11 responses to “Eating Disorder Recovery On A Budget

  1. Jennifer

    I totally agree – with all of this! As for getting honest, it was scary, but so imporant for me. I know I was terrified to tell my employers about my eating disorder, but they were wonderful and incredibly supportive. They tried to help me navigate insurance issues (which, in the end, frustratingly, refused to cover my treatment), and when I returned to work they were awesome with a gradual back-to-work schedule, which I really needed after four months away. Having the people around you know what you’re going through makes it feel like they are a part of your team, and is another step forward in fighting the secrecy and shame that eating disorders love to hide behind. Once you’ve shared, don’t be afraid to ask for what you need, either. It’s your recovery, and you deserve it.

    Thanks for this post Kelly, this is such an important issue!

  2. Ryan

    This is really good advice, Kelly. I basically did a lot of the same things as you. I also stopped buying personal care products. I’m trying to do the “no shampoo” method that is so popular in holistic circles, which saves me some money, and I buy coconut oil in bulk and use it for basically everything (deep conditioning, moisturizing, etc). Coconut oil isn’t cheap, but it is cheaper than buying all those products individually. Basically almost all my money goes towards rent, therapy, and food. Whatever it takes to get well, right?
    I’m going to e-mail you back as soon as I get a chance. I hope all is well on your end! xo

  3. Pingback: Eating Disorder Recovery: Food On A Budget | Be Anything But Quiet!

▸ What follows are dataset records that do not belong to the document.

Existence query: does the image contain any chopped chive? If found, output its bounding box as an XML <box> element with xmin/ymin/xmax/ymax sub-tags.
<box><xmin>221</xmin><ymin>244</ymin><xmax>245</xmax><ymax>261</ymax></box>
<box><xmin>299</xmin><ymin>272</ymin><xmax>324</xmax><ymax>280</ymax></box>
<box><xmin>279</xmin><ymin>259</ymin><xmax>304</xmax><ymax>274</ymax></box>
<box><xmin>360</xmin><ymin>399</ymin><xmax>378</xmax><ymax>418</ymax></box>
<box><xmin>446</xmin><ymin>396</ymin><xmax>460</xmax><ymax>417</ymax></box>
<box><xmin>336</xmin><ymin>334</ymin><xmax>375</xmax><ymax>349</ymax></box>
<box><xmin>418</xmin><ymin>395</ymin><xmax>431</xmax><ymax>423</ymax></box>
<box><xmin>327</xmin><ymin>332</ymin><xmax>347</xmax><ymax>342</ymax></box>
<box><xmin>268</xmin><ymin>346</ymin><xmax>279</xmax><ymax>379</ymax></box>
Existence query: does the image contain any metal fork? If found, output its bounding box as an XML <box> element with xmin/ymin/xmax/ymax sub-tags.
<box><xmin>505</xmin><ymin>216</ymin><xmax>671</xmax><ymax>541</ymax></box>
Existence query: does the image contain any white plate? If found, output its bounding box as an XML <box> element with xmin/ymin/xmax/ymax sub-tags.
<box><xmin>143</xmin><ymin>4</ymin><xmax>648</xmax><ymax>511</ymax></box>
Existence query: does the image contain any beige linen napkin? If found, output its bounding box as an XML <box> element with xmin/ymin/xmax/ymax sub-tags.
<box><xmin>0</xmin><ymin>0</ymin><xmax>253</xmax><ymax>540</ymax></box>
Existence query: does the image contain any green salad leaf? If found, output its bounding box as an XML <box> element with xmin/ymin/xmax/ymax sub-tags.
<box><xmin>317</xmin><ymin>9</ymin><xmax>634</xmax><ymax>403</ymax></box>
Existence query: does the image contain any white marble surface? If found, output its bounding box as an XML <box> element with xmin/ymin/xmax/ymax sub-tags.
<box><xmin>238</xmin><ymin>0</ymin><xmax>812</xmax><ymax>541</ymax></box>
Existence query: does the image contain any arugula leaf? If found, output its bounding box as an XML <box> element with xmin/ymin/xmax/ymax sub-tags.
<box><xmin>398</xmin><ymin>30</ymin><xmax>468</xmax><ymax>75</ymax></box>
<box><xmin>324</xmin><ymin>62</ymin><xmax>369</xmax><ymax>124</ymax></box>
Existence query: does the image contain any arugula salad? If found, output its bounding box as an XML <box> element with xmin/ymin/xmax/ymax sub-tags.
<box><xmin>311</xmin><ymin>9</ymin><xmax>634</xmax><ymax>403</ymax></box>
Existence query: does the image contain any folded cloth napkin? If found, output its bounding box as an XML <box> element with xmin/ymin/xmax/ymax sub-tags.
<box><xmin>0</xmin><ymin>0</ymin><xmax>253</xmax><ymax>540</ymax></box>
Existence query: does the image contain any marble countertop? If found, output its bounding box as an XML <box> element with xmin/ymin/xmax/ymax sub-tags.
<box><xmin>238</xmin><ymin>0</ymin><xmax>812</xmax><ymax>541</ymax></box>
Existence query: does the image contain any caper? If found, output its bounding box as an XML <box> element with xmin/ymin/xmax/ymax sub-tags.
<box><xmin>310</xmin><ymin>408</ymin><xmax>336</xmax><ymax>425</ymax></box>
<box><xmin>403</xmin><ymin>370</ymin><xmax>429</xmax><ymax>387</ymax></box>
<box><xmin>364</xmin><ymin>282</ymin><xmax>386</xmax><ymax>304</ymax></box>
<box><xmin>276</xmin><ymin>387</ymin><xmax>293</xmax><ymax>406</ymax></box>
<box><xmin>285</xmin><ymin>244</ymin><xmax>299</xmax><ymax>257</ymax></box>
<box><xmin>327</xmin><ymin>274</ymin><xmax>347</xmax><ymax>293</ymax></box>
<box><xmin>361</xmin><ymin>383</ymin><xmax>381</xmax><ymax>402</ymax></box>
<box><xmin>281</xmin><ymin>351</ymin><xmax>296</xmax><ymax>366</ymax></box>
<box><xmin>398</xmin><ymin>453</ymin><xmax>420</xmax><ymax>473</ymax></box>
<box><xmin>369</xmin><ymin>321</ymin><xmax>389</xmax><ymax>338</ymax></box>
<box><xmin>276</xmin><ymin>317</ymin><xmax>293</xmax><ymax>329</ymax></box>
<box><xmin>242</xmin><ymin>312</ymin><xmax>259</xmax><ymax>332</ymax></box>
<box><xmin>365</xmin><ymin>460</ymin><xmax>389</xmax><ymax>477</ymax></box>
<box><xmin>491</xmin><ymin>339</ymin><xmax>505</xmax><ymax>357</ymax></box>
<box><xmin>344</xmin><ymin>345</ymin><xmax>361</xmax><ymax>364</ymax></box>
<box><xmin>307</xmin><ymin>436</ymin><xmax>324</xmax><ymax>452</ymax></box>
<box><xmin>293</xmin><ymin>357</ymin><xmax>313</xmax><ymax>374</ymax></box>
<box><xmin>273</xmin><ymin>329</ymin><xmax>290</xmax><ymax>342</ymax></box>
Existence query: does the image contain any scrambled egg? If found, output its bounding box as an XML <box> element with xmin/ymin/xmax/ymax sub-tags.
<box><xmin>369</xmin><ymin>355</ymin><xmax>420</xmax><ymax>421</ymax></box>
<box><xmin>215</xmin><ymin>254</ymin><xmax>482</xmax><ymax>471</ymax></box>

  4. LOVE this advice! I wish I had known better when I quit school to deal with my ED…my parents told me I had to get a job with health insurance before I would be allowed to go into recovery (bad plan, I know), so I never actually went into treatment. I’m impressed that you took things into your own hands–it’s taken me two years to get up the courage to seek change, and I’m still just as worried about my bank account as I was two years ago…

    • I understand that worry, too. The only thing I can offer is: once you’re less consumed by ED behaviors/thoughts/etc., you’ll be able to get a better job because you’ll be doing better work. Get better now, get money later. It will come. Sacrifices suck, but so does ED. xo

  5. Pingback: Eating Disorder Recovery: Clothing On A Budget | Be Anything But Quiet!

  6. Pingback: Eating Disorder Recovery: Yoga On A Budget | Be Anything But Quiet!

  7. Melissa

    This suggestion may or may not apply to people. But I really found alternative therapies to help me immensely. They add up quickly though. Acupuncture was helpful….you can attend a community clinic where everyone receives their treatment in the same room for a lost cost. I believe some of the clinics allow you to volunteer your time in return for free treatments. If you google “community acupuncture ” you should find some listings.

    If you want to see a naturopath, you can try the student clinic at the Canadian naturopathic college. They are students but supervised. If you feel like you need a massage, try a massage therapy school.

    Switch to a low maintenance hair cut. I dyed my hair to match my natural colour because I couldn’t afford to go to the salon anymore. Plus being all sickly made the blonde look bad. As shallow as it sounds, having nice blonde hair again was a huge motivator to get healthy.

    I found a forum called Smart Canucks. They tell you where to get coupons, what is on sale, you can trade coupons with others, etc. It is Canadian and offers a ton of help about frugal living. If you have questions about EI, OW, ODSP, lines of credit, you can ask away. They are super helpful.

    Get a library card. Check out your local library for different programs they run. Mine had free movies every week and meditation classes.

    • Amazing tips! Thanks Melissa! I’m back to my natural color as well. Red from a bottle never turns out right, and who can afford Toronto salon rates on a budget? And the library was my favorite when I was sick. Recovery books abound!